Planning in advance and knowing the amount of materials needed will create economies of scale that can lower your cost structure. By building a backlog of presales and evenly spacing starts throughout the year, you can get in the habit of issuing predictable streams of purchase orders for trade partners and suppliers lowering your cost structure even further. 

6 – Facilitate the Trades

Economies of scale don’t just apply to pieces and parts they’re just as valuable when it comes to trade partners. 

If you consistently build a handful of home designs, it’s easy to determine standard pricing with your trades. When they know how many electrical outlets to install and that you will be specifying the same products on each job, they can be very precise with their estimates and purchasing. 

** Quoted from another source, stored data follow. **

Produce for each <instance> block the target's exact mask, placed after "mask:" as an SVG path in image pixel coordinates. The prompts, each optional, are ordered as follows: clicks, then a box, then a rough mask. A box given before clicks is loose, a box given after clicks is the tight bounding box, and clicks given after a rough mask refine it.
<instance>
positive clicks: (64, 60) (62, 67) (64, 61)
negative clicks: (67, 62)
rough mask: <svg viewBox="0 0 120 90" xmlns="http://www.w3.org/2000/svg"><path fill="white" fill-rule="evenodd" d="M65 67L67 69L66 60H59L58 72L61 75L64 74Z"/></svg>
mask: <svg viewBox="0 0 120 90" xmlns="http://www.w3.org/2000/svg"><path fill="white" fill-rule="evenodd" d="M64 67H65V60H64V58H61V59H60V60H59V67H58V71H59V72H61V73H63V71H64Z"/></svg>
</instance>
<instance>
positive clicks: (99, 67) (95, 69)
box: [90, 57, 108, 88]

This consistency also allows trade partners’ crews to be more efficient. They may be able to rough two homes a day instead of spending several days on a single custom home, optimizing costs for your home building business and turning yourself into a “builder of choice” for them. 

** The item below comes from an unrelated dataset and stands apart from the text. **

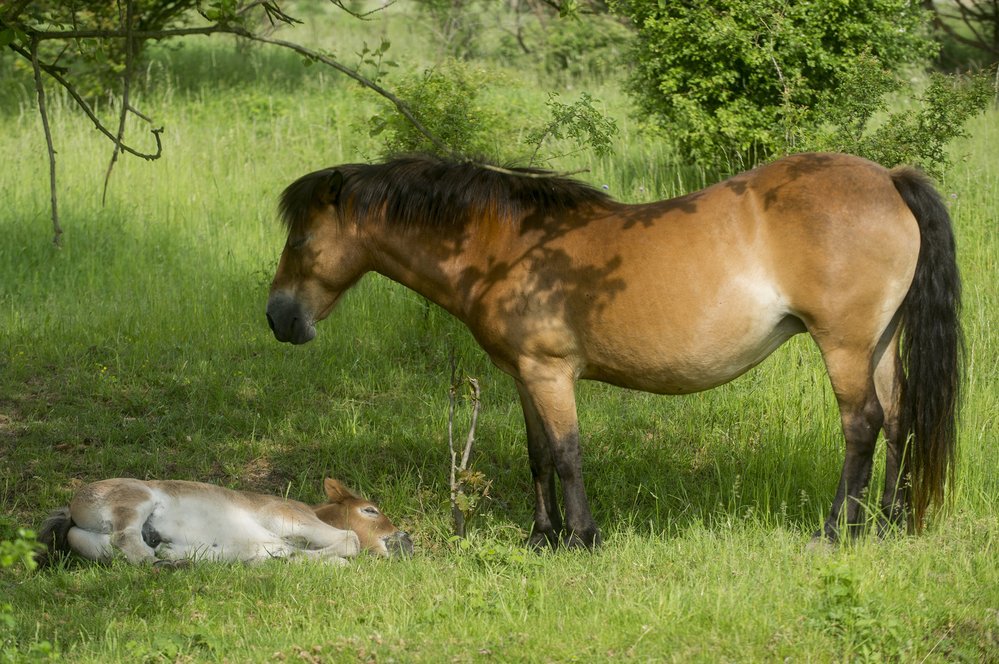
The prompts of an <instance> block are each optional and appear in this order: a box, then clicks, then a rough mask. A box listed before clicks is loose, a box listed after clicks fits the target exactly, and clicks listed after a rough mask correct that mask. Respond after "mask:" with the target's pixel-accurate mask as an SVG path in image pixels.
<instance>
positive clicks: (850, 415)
mask: <svg viewBox="0 0 999 664" xmlns="http://www.w3.org/2000/svg"><path fill="white" fill-rule="evenodd" d="M840 410H841V420H842V423H843V435H844V437H845V438H846V457H845V459H844V461H843V472H842V473H841V474H840V478H839V486H838V487H837V489H836V497H835V498H834V499H833V504H832V509H831V510H830V511H829V518H827V519H826V522H825V525H824V526H823V527H822V530H820V531H819V532H817V533H815V536H816V537H825V538H826V539H828V540H831V541H837V540H840V539H842V538H843V536H844V535H845V536H846V537H854V536H856V535H858V534H860V533H861V532H862V531H863V530H864V527H865V524H866V519H865V515H864V512H863V500H864V496H865V494H866V492H867V487H868V484H869V483H870V480H871V466H872V463H873V460H874V446H875V443H876V442H877V437H878V432H879V431H880V429H881V425H882V423H883V420H884V413H883V411H882V410H881V405H880V404H879V403H878V401H877V398H876V397H874V396H873V391H872V394H871V397H870V398H868V399H867V400H866V401H865V402H864V403H863V405H861V406H860V407H852V408H851V407H844V406H843V404H842V403H841V405H840ZM844 530H845V532H844Z"/></svg>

7 – Use Peers to Benchmark

An area where production and Franchise Builders have a distinct advantage is pricing — with their large network of peers who are willing to share timely data, they can make useful comparisons and shrewd decisions. 

With over 75 builders in the Epcon network, there are a lot of experienced people to call and valuable data shared monthly to sift through. With those benchmarks, you’ll quickly know if you’re in line or not. You’ll also have a powerful negotiating tool in your pocket when you go back to your vendors and partners. 

8 – Keep a Tight Schedule

If you take the advice above and create consistency in floor plans and options, you’ll keep your vendors on track at a reasonable 100-120-day schedule. That will allow you to keep turning over your inventory. 

9 – Continue Learning

There’s one more way to improve profitability, and it doesn’t take a lot of extra effort – just a few questions. 

The army does what it calls an “after-action” following any engagement. They get their departments or disciplines together after a project and ask what went well, what didn’t and where they can improve. You can do this too. 

Every quarter, get your team together and do a key performance indicator (KPI) review on your most recent closings. Find out how you did on costs, cycle time and customer satisfaction. If you missed targets, find out why and make a plan to improve. Learning is the key to continuous improvement. 

If you don’t have the resources of a larger builder, you have two choices. You can either join one or apply the same fiscal disciplines they used to become one. Be prepared, be precise and be strategic. That’s the not-so-secret secret and it’s as true today as it’s ever been.